The Doctor smiled, and asked if they wanted to see the great procession and witness the crushing. Thereupon Frank and Fred turned pale, and began to wish that the steamer would not stop there, as they did not desire to see any suffering that it was in their power to prevent. The deaths of these hundreds of fanatics who throw themselves under the wheels of the car of Juggernaut would be a horrible spectacle, and they wanted to be as far from the scene as possible.
"I may as well tell you now as later," said Doctor Bronson, "that the story of the car of Juggernaut and its terrible slaughter is almost entirely a fiction. The car exists, and it makes its annual procession from the temple to the country-house of the god, where it is dragged by thousands of worshippers. Here are the facts of the case as given by Mr. W. W. Hunter, who lived a long time in the district of Orissa, and was director-general of the statistical survey of India. He published a book on Orissa a few years ago, and gave particular attention to the history of the car of Juggernaut. Here is what he says of the slaughter of the pilgrims:
INHABITANTS OF POOREE.
"'In a closely packed, eager throng of a hundred thousand men and women, many of them unaccustomed to exposure or hard labor, and all of them tugging and straining to the utmost under the blazing tropical sun, deaths must occasionally occur. There have, doubtless, been instances of pilgrims throwing themselves under the wheels in a frenzy of religious excitement; but such instances have always been rare, and are now unknown. At one time several unhappy people were killed or injured every year, but they were almost invariably cases of accidental trampling. The few suicides that did occur were, for the most part, cases of diseased and miserable persons, who took this means to put themselves out of pain. The official returns put this beyond doubt. Indeed, nothing could be more opposed to the spirit of Vishnu worship than self-immolation.'"
"In that case," said one of the boys, "we shall be very glad to visit Pooree, and see the car of Juggernaut. The romance is gone from it, but it will be an interesting sight on account of the story that has so long been connected with it."
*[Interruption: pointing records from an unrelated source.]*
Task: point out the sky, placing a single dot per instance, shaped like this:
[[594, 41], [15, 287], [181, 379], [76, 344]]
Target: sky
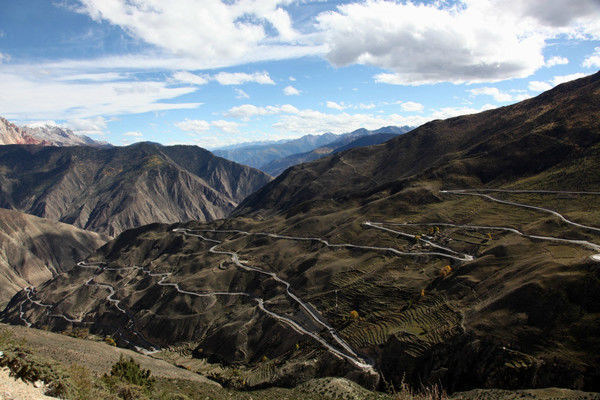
[[219, 72]]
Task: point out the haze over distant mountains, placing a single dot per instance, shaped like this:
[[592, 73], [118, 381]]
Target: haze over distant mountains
[[108, 190], [358, 138], [42, 134], [269, 156], [365, 264]]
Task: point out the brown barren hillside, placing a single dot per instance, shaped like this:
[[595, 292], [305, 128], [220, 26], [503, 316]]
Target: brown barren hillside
[[365, 265], [491, 147], [33, 249]]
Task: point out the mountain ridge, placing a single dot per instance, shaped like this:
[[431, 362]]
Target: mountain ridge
[[462, 254], [259, 155], [45, 135], [112, 189]]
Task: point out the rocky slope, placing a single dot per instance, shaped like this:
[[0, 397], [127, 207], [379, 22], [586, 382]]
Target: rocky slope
[[490, 148], [364, 265], [33, 250], [109, 190], [46, 135]]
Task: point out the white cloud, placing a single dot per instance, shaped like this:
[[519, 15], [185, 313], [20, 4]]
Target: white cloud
[[224, 78], [291, 91], [557, 80], [80, 126], [238, 78], [4, 57], [45, 96], [539, 86], [593, 60], [556, 61], [193, 125], [87, 126], [467, 42], [368, 106], [226, 126], [188, 77], [93, 77], [336, 106], [240, 94], [411, 106], [247, 111], [221, 33], [498, 95], [133, 134]]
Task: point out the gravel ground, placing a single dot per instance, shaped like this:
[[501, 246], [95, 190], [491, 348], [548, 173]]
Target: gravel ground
[[96, 356], [16, 389]]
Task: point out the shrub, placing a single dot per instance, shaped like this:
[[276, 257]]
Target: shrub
[[131, 372], [444, 272]]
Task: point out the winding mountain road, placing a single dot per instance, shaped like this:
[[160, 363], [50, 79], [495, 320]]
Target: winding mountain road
[[341, 348], [464, 192]]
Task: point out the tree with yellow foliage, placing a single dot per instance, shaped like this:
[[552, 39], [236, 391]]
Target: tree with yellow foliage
[[444, 272]]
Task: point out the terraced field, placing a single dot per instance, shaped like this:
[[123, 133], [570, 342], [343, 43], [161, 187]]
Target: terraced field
[[359, 291]]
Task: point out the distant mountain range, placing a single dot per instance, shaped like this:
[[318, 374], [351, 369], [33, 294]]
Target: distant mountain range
[[108, 190], [269, 156], [358, 138], [45, 135], [364, 264]]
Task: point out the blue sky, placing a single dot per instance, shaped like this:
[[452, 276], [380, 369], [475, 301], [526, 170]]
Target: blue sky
[[214, 72]]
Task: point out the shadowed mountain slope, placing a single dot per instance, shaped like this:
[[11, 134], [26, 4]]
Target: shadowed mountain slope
[[486, 148], [359, 138], [365, 265], [111, 189]]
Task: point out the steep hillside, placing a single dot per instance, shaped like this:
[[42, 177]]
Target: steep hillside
[[349, 141], [109, 190], [465, 252], [46, 135], [490, 148], [33, 249]]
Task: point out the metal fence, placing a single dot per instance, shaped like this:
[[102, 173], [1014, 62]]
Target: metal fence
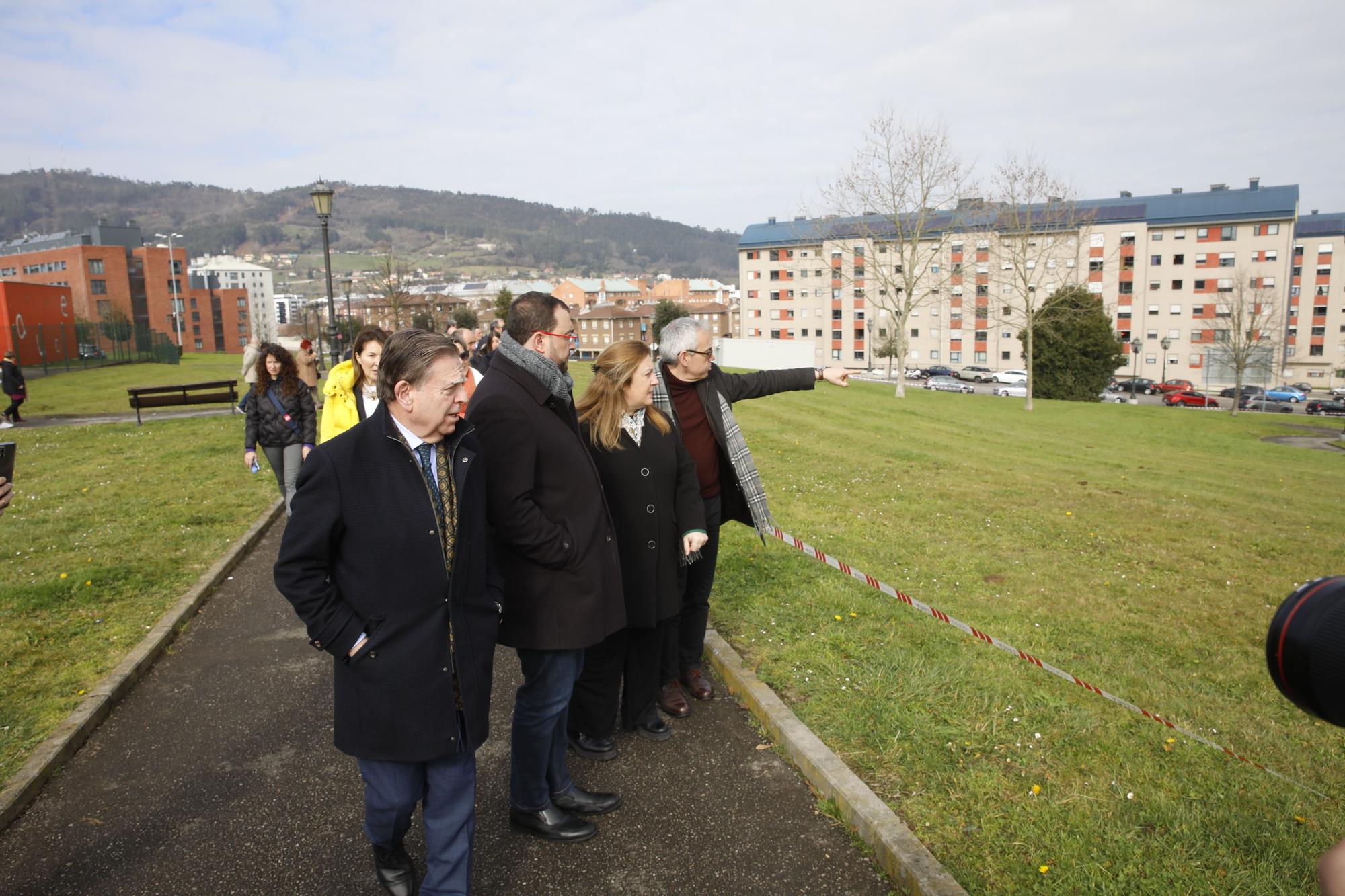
[[77, 346]]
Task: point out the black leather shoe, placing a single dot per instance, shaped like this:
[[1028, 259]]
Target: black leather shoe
[[395, 870], [582, 802], [657, 729], [599, 748], [552, 823]]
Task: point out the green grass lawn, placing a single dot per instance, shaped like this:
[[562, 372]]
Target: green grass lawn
[[1143, 549], [110, 525], [104, 389]]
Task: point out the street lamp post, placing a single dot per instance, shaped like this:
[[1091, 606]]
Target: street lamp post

"One of your countrymen," said the captain of the steamer, who had been listening to the conversation—"one of your countrymen was a passenger with me last year on the voyage we are now making. When I told him we were not to visit Pooree he was greatly disappointed, as he wanted to see the famous car, and also hoped that he might witness the traditional slaughter of the pilgrims. When I told him what you have just learned he was still more angry, and said that all the poetry of the East was gone. He had hoped to see a widow burnt by the side of her dead husband, and to witness the Juggernaut procession with its old-time attractions; the loss of these interesting spectacles was too much for him, and he heartily wished he had never left home."
"We won't be so cruel in our tastes as all that," one of the boys answered, and then the conversation on this topic came to an end.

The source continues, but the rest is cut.